I'm sure my family care about me, but they don't take most of the things I say seriously. They don't take any interest in how I really feel or what they can do to help. I've said before that I really need their support and encouragement, but nothing really changes.
I try to explain how things affect me. I've become more open with telling doctors and counsellors that I've been having thoughts of suicide and self-harm. I've admitted that there are days when I can't get out of bed to even eat or drink. If anyone was willing to talk to me for longer than a ten minute session, I'd also tell them about how my problems have affected my education, my relationships, and just about everything else.
I need to get a better idea of what I want to say to the mental health service, so writing it down might help. I've tried to call them once but I couldn't get an answer.
I've been trying to call at least once a day but I can't get through and even if I did I'm worried that the service won't be very helpful. Even the way the doctor described them made them sound terrible. I try to do something I enjoy but I'm too stressed to do anything right now because I'm working during the holidays and uni is putting a lot of pressure on me.
How are you feeling now ? I am glad you feel able to telll others you’re getting thoughts of suicide and self harm and be so open with them!
Is there a way you can feel less stressed or less pressure with uni or work? Stress can really affect us. And self care and breaks from it are always needed. I hope you’re okay
I'm sorry to hear you've been struggling with your emotions and feelings right now but it's great that you've asked for help from your GP and that you've tried to call up the service! Even if it is not the best of places to look for help, it could be encouraging to know you've put yourself out there, out of your comfort zone to seek help.

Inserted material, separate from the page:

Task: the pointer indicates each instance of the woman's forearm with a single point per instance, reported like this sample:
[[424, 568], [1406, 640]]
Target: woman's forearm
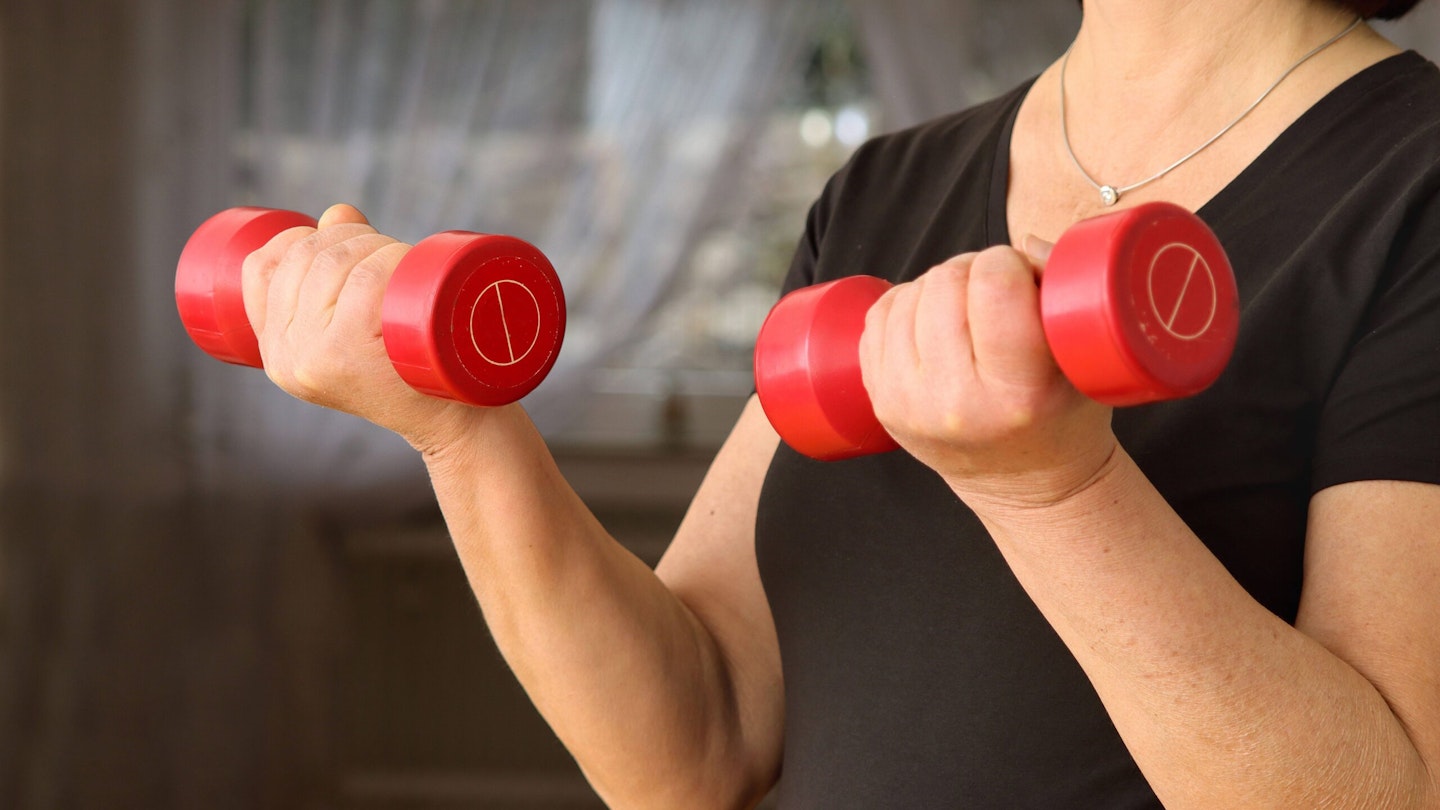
[[1221, 702], [621, 669]]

You mentioned how you like to write things down on your calendar etc. Perhaps you could also write down how your feeling too and get a few things off your chest, would that be an option? Writing down your feelings may help you come to terms with your emotions and can even be stress reliever. Of course, here at the Mix we're always here to listen and talk too if you need us.
-Nish
I have a mood tracker that allows me to write down my thoughts and feelings throughout the day, and I also spend some time writing stuff down on paper if I feel the need to rant or I'm trying to figure out my emotions. The Mix has also been a great way to get things off my chest so I really appreciate the support.
Thats a great healthy way of coping! Some find quite hard to say how theyre feeling and what not so its great you do. And theres always someone here to listen to you about anything. Hope youre enjoying your weekend!
Hey TheAprilFool,
It's really great to hear that you have these healthy ways of coming to terms with your feelings, anyway, how have you been feeling lately? Has your mood improved from the last time?